I usually am on WiFi. If I am on WiFi and have 4G enabeled, will it still suck power? OR can I just leave 4g on as long as I am on WiFi since it wont be turning the 4g radio on at all.


----------



## CC16177 (Dec 29, 2011)

I've been curious about this also.

Sent from my Galaxy Nexus using Tapatalk 2


----------



## times_infinity (Aug 6, 2011)

Nope. When you connect to wifi it disconnects the phone from the data network unless an event where it needs to pull something over the network using data like MMS or other things.
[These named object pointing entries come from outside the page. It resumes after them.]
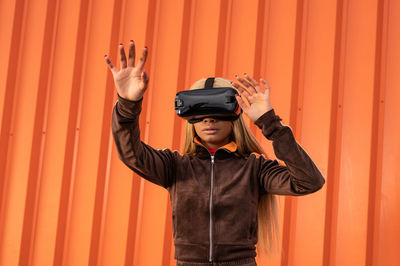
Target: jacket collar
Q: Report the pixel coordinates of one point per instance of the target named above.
(231, 147)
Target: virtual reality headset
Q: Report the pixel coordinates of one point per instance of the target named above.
(208, 101)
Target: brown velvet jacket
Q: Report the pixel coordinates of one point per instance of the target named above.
(215, 199)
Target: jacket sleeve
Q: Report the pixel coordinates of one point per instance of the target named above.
(300, 176)
(156, 166)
Sent from my Galaxy Nexus using RootzWiki


----------



## dpaine88 (Jul 21, 2011)

times_infinity said:


> Nope. When you connect to wifi it disconnects the phone from the data network unless an event where it needs to pull something over the network using data like MMS or other things.
> 
> Sent from my Galaxy Nexus using RootzWiki


Thank you.

Someone said the exact oppsite on XDA and it didnt sound right at all.


----------



## Joesyr (Feb 7, 2012)

That was me! I am going off of my experience in flashing a new rom and trying to figure out why the battery was so terrible, only to find out I forgot to turn off 4g again. I only really flash roms when I have a sit-around-the-house and work kind of day, but it's possible I am misremembering my experience.

Also, my reasoning behind it is this: Part of what drains your battery is your phone actually powering the antenna to maintain the signal. Check your phone status in settings when you are connected to wifi and you will see that you still have an LTE signal, same as always. It is true that when wifi is on all of your data is processed through it. But the radio in your phone does not actually turn off, and this will drain the battery.
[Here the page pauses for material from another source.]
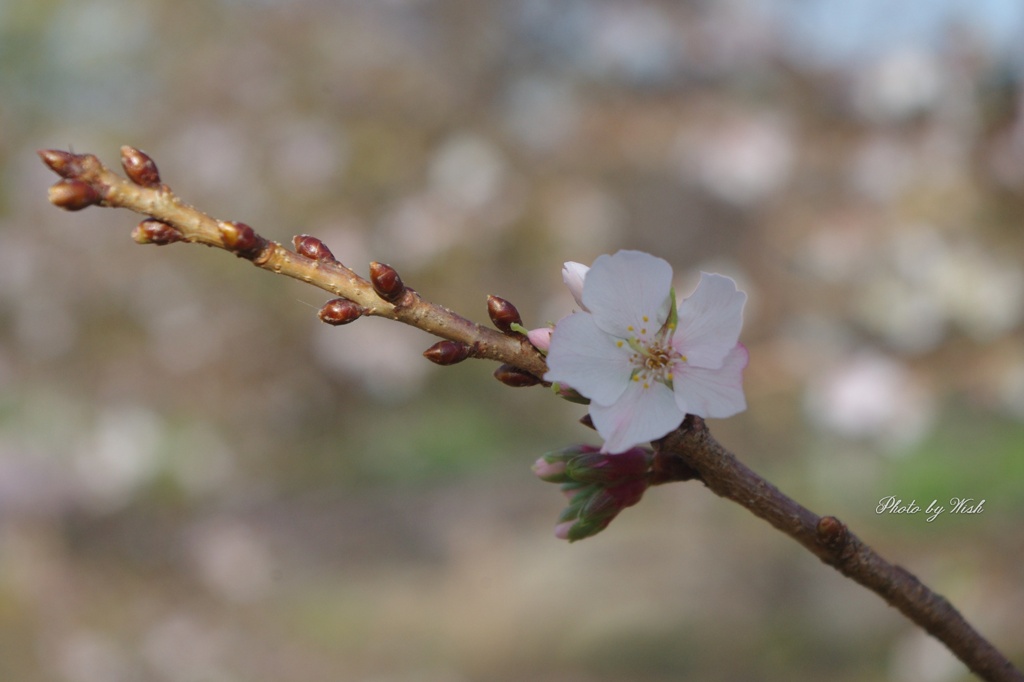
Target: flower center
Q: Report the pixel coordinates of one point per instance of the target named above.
(654, 358)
If anyone disagrees that it works this way I am happy to hear that I'm wrong, but I am not a heavy data user by a long shot, I'm usually on wifi, and I -always- notice that my battery has been terrible if 4g is on.

Edit: To clarify, your phone won't be drained _additionally_ by doing data transfers over LTE, because the data does go through wifi. But the idle drain is a killer as well, and you will notice this. 4g idle drain>3g idle drain.


----------



## legacystar (Jun 9, 2011)

Radios have a sleep state. So while the radio may not be switched off, its asleep using no power.


----------



## Joesyr (Feb 7, 2012)

legacystar said:


> Radios have a sleep state. So while the radio may not be switched off, its asleep using no power.
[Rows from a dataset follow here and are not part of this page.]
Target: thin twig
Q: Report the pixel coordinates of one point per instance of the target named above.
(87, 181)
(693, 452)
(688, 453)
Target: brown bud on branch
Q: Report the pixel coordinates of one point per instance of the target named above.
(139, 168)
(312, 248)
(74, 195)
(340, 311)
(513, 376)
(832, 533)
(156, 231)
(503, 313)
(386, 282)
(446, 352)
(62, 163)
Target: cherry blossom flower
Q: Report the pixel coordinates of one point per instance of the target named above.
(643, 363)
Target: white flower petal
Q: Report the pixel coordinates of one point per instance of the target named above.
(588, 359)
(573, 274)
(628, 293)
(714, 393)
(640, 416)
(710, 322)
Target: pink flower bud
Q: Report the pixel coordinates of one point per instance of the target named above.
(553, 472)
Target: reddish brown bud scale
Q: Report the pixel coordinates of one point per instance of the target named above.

Well it might be less but it's not none. "Cell standby" in battery under settings is usually around 10% of my total battery drain, on 3g, even if the phone's just been sleeping all night with wifi on.

Edit: With regard to the original question, maybe it's just that I'm not in a particularly strong 4g area? I get a good signal bars-wise, but looking at it right now, I get a 3g signal of -83dBm and -100dBm on 4g. I agree that it seems like wifi -should- work the way your describe, but my experience tells me otherwise. I'm interested now though; I wrote off 4g a while ago and just don't use it, but I'll put it on tonight and see how my overnight drain stacks up to usual.


----------



## legacystar (Jun 9, 2011)

Joesyr said:


> Well it might be less but it's not none. "Cell standby" in battery under settings is usually around 10% of my total battery drain, on 3g, even if the phone's just been sleeping all night with wifi on.


3g radio is the same radio used for making calls and texts, so unless your in airplane mode, that radio is always on.
The lte radio on the other hand is like a USB modem, and when its not used its turned off.


----------



## Joesyr (Feb 7, 2012)

legacystar said:


> 3g radio is the same radio used for making calls and texts, so unless your in airplane mode, that radio is always on.
> The lte radio on the other hand is like a USB modem, and when its not used its turned off.


See that's how I thought it would work, but then why is it that under settings->status->about phone, it still says LTE under mobile network type when wifi is on (with a different dBm rating than I get with 3g+wifi)? I don't see how it could have a constant bead on my 4g signal strength unless it's powering the radio, even if in a low-power state.


----------



## yarly (Jun 22, 2011)

Joesyr said:


> See that's how I thought it would work, but then why is it that under settings->status->about phone, it still says LTE under mobile network type when wifi is on (with a different dBm rating than I get with 3g+wifi)? I don't see how it could have a constant bead on my 4g signal strength unless it's powering the radio, even if in a low-power state.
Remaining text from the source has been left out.